- 多分これから続く毎日
翌々日からバカップル一日目が始まった。
朝、今日で榛名くんと目が合えば、にんまりと笑われた。そして腕を掴まれ、教室から拉致換金される。私はどうやらパチンコ屋の景品だったらしいといういつもの冗談はさて置いて。
「勝った」
「知ってる」
のを君は知ってるハズだろ。そして確か昨日はARCってところに負けたんでしょ。と、指摘はしない。私はそんな野暮な人間ではない。私は野暮な人間ではなく、むしろ日暮な人間……つまりその日暮らしな、計画性のない人間なので、もしかしたら野原で暮らすことになる将来も無いことは無いのかもしれない。
それにしても、人気の無い廊下まで連れてきてマイダーリンはなんの用なのだろう。
多分、確認行為なのだろうけど。わざわざする必要なんてあるのだろうか。
「つーか、あのさ、あん時はああ言ったけどよ」
「うん?」
「お前、ホントにいいわけ?」
「今更何言ってんの?」
本当は嫌だよ。なんて今更言えるような鬼畜ではないのである。つまりその質問は無意味だよ、榛名くん。
朝練の後に顔を洗ったのか、榛名くんの顔はさっぱりと小綺麗で、なんとなく私はその顔に手を伸ばした。触れる前に手を掴まれた。警戒心というやつなのだろうか。榛名くん、警戒心強そうだし。
「なんだよ」
「榛名くんって猫みたいだね」
「はあ?」
よく観察して気が付いたのだが、榛名くんは弟より、どちらかといえばミー太に似ている。ミー太はいつも顔を綺麗にしてるし、警戒心が強い。しかもオレサマで、威圧感が凄くて、ボールで遊ぶのが大好きで。
あ、本当にそっくりだ。
「榛名くんはミー太だね」
「話が全くわかんねーンだけど」
「よし、今日から私は榛名くんのことをミー太と呼ぶことにするよ」
問答無用である。返事がなんであろうと私は榛名くんをミー太と呼ぶことに決めた。ミー太となら付き合ってもいいと思った。というのは冗談だけど、ミー太と呼べるのなら愛着がわく気がした。
「は?み……?は?」
「さて、ミー太。そろそろ教室に戻らないとホームルームが始まるよ。行こう」
「待てって、みーたってなんだよ」
「ミー太。私はあなたの彼女だから特別な名前で呼びたいの」
半分嘘。ということは半分は本当なのであった。
教室に向かって歩き出した私の腕を榛名くんが掴んで止める。振り向いて、訂正。
私が止まったことによって緩んだ彼の手に、指に、私の指を絡めて再度繋ぎ直す。
「恋人ならこうだよ。ミー太」
「野村、だから」
「私はちか子。
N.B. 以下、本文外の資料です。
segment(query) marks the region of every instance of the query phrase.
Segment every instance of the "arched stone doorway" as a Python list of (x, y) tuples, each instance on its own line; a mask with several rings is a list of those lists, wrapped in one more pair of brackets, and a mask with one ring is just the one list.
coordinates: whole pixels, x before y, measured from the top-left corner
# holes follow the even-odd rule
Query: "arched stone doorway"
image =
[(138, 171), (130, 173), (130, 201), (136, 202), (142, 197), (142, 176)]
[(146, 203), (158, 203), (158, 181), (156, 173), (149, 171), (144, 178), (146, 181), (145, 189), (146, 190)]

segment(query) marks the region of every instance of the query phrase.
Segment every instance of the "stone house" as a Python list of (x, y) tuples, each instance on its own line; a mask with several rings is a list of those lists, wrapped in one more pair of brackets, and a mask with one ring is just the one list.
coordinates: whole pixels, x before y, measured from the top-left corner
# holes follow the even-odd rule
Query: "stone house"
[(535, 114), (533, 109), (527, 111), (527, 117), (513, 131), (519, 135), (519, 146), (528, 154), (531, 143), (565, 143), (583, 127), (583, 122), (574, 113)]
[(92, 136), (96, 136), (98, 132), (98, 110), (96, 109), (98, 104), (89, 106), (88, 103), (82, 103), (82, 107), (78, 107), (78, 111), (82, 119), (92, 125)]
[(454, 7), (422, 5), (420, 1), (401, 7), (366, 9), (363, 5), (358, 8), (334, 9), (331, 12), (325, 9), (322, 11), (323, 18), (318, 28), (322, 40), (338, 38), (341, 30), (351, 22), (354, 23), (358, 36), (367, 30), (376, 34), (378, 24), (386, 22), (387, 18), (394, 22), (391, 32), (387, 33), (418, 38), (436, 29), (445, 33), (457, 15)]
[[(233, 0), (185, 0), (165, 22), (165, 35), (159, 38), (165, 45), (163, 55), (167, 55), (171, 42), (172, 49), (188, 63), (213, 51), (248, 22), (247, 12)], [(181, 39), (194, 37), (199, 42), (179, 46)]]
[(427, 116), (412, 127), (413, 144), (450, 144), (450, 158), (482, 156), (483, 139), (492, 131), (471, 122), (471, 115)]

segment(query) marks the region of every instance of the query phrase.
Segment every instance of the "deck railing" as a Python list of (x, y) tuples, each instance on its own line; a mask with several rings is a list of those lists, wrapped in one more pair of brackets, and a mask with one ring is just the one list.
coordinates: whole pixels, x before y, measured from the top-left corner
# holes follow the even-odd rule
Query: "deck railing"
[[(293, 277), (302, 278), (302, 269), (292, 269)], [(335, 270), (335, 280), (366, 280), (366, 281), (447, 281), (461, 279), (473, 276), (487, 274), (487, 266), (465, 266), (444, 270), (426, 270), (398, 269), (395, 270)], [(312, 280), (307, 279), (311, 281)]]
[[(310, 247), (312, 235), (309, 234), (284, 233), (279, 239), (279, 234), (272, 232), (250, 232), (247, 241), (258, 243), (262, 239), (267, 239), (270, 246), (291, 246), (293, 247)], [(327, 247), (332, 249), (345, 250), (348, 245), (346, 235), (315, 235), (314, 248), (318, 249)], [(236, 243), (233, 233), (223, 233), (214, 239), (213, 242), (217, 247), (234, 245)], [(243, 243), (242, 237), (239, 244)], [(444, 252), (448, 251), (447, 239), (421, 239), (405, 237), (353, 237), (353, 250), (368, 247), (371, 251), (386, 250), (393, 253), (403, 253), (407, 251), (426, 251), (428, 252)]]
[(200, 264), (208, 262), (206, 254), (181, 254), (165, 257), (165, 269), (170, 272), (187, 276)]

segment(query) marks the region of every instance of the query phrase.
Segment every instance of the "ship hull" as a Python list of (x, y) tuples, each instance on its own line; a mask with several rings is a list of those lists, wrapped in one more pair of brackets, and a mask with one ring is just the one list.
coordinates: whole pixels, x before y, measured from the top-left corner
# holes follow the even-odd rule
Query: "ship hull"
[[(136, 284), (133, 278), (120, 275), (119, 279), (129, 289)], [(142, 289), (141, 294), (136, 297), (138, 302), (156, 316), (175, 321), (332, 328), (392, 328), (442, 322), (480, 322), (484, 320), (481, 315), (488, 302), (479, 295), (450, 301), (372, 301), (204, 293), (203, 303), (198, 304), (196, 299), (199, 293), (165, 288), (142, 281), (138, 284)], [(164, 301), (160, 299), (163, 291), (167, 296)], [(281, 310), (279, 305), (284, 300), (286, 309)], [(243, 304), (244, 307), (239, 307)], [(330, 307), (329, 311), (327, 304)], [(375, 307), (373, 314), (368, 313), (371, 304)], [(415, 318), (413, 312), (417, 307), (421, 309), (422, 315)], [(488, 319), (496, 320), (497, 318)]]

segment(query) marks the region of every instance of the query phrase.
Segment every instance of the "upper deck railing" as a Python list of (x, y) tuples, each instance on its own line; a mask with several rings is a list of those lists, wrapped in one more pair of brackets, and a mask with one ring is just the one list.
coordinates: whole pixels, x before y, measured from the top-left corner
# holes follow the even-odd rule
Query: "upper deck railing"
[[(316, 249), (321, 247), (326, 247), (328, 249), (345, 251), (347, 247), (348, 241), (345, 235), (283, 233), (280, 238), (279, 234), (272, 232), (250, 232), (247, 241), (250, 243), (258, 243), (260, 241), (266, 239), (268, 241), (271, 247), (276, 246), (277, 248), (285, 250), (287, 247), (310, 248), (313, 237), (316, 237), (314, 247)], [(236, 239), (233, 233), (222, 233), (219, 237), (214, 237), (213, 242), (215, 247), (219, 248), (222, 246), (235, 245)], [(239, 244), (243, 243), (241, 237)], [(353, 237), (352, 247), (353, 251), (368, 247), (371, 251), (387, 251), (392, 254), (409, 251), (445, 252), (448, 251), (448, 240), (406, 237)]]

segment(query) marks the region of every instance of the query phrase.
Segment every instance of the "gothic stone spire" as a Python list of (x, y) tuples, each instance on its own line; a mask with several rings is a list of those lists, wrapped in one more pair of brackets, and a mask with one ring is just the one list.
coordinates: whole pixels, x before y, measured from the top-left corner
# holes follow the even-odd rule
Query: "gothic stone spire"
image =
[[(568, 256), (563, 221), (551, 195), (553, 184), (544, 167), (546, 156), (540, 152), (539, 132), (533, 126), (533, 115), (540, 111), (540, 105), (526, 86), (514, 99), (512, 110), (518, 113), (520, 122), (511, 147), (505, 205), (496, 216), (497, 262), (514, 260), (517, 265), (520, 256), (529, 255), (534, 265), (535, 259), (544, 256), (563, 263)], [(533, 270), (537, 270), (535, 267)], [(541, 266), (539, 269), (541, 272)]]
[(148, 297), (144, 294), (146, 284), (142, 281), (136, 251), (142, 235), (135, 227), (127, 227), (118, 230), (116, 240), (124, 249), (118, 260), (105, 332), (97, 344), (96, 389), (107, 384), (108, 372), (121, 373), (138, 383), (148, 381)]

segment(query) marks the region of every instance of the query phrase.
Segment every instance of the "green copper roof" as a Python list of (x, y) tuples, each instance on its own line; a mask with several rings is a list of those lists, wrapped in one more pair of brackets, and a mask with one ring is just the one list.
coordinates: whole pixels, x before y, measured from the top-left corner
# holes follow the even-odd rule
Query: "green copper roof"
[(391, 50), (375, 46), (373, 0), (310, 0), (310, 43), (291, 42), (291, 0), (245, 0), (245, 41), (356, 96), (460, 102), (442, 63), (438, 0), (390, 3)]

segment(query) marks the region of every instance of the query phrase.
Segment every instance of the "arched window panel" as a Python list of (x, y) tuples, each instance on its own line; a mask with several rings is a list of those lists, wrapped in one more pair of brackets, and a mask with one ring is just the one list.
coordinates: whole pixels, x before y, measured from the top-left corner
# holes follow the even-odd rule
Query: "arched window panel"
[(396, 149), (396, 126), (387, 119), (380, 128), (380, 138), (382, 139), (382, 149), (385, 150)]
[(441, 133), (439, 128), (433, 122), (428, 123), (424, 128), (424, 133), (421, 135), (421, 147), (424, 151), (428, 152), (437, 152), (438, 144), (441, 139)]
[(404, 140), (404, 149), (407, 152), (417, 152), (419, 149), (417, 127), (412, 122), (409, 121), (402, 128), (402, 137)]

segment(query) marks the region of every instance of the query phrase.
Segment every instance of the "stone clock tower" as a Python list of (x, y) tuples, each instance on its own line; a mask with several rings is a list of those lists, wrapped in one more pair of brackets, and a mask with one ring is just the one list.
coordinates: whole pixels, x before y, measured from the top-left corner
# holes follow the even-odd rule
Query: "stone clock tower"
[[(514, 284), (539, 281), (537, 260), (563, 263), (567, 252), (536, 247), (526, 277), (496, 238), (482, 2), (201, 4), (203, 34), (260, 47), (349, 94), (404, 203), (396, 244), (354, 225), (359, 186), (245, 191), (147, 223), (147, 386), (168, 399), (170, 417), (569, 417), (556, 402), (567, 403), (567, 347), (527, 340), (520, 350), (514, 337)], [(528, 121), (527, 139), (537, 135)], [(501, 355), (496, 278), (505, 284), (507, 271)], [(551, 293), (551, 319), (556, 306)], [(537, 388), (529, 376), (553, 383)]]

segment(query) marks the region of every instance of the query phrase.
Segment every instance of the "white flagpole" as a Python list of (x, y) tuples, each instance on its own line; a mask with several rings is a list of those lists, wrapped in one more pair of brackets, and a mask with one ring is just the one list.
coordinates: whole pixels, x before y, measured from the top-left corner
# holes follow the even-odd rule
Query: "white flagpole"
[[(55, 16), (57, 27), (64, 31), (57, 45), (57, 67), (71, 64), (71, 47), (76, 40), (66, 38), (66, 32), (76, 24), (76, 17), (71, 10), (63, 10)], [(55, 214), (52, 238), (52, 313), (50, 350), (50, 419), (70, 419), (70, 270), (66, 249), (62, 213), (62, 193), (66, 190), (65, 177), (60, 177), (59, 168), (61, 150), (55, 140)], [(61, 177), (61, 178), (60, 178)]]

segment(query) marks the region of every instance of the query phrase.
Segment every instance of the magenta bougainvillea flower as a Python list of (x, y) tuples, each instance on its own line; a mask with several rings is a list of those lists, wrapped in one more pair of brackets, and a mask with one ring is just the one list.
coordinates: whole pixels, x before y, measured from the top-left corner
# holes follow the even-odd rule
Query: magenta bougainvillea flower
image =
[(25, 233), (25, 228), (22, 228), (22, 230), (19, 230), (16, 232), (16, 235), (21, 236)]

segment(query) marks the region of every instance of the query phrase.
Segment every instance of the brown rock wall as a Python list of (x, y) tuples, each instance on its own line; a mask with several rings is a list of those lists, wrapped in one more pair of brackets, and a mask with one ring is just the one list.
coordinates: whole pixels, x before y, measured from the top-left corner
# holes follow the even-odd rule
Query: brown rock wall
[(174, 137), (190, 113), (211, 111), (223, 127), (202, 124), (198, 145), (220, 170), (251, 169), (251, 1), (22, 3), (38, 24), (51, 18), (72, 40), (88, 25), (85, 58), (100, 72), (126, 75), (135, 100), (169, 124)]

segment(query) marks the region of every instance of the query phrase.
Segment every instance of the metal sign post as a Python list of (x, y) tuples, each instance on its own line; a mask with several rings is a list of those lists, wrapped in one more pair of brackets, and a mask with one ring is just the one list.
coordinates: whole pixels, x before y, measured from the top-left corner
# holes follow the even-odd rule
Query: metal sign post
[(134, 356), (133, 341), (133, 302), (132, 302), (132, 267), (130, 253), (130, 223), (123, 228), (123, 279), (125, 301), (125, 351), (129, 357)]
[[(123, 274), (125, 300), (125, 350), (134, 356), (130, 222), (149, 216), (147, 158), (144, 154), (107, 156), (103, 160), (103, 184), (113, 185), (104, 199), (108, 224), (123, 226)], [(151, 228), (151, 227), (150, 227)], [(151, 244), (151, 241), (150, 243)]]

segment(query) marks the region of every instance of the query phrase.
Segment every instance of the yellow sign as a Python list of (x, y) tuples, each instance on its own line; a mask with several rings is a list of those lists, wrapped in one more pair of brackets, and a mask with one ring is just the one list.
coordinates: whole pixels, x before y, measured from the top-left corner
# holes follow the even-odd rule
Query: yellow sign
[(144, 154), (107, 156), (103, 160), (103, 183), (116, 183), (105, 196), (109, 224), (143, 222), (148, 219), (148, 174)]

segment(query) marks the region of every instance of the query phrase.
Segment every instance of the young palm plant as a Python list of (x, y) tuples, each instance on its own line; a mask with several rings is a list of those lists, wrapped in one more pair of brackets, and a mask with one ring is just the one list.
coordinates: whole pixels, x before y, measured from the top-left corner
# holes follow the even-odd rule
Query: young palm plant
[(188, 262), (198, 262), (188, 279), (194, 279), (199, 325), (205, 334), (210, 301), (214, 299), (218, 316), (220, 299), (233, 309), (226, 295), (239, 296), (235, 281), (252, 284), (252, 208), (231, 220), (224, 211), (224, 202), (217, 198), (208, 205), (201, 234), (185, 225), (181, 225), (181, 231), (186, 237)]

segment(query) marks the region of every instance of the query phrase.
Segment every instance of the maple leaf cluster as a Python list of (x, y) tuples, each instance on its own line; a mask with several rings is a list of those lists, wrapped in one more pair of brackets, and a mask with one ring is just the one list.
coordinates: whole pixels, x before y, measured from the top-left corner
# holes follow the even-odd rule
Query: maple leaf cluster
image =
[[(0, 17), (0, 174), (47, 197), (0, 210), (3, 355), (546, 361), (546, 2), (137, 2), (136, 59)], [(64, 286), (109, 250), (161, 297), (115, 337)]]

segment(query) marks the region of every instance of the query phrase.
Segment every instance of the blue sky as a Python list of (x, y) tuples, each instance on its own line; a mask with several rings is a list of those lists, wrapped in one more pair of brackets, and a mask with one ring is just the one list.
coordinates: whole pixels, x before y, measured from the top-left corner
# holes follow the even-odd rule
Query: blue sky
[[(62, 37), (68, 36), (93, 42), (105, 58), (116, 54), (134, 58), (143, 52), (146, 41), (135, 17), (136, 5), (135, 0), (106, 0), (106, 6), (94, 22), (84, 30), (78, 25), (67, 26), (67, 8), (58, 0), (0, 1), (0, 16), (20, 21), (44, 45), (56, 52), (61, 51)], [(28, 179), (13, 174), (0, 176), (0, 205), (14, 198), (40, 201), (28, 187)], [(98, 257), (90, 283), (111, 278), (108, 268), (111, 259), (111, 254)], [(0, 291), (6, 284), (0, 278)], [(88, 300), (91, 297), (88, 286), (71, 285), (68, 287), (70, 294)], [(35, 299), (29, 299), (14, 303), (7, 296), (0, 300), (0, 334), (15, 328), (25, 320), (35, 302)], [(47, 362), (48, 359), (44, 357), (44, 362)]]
ミー子って呼んでくれても構わないけど」
うちの可愛い猫だと思えば、仲良く出来ると思ったし、好きになれるかも知れない。
一昨日の試合の榛名くんは確かに格好良かったし、彼の彼女だというのはステータスにもなる。
それから、単純な話をしよう。私は、例えば私が榛名くんをフって、榛名くんが別の子を好きになってその子のモノになるのがなんとなく嫌になってしまったのだ。榛名くんの好きな子は私にしておきたかった。恋愛じゃないけど、独占欲。何故だかはわからないけれど。
ポケットから携帯を取り出してチラリと見てみれば、ホームルーム開始まで二分を切っていたので、私は榛名くんの手を引いて早足で歩き出した。
遅れて行って、皆に見せつけるのも有りかもしれないけれど、昨日学校をサボった私が遅刻というのは避けたかった。
「あー、お前さ」
「なに?」
「そういうキャラだったっけ?」
「返品は不可だからね」
訳『今更付き合わないってのは無し』というわけである。返品なんてしねーケド。と榛名くんは言ったが、わかったもんじゃない。理想との差異がなければそんなセリフは出てこないハズなのだから。
それにしても、少し傷付いてしまった、というのは、なんだかマズい傾向な気がする。何が美味しくないのかはわからないけれど、美味しいところがない感じだ。
「ね、ミー太」
「……なれねーなソレ。なんだよ?」
「なんでもない」
繋いだ手が今更照れ臭くなったから、離していい?なんて、逆に恥ずかしい為、言えるわけもなく、私は少しだけ勝手に手を緩めた。途端に強く握り返されて、今のところは愛されてるなあって。
愛されなくなるのが不安なら、大人しくしてればいいことくらいわかっている癖に、私は器用ではあっても大雑把だから丁寧な贔屓が出来なくて困る。
とりあえず家に帰ったら落ち着く為にも孝介に電話して自慢してやろう。
アイツは絶対に彼女なんていないだろうから。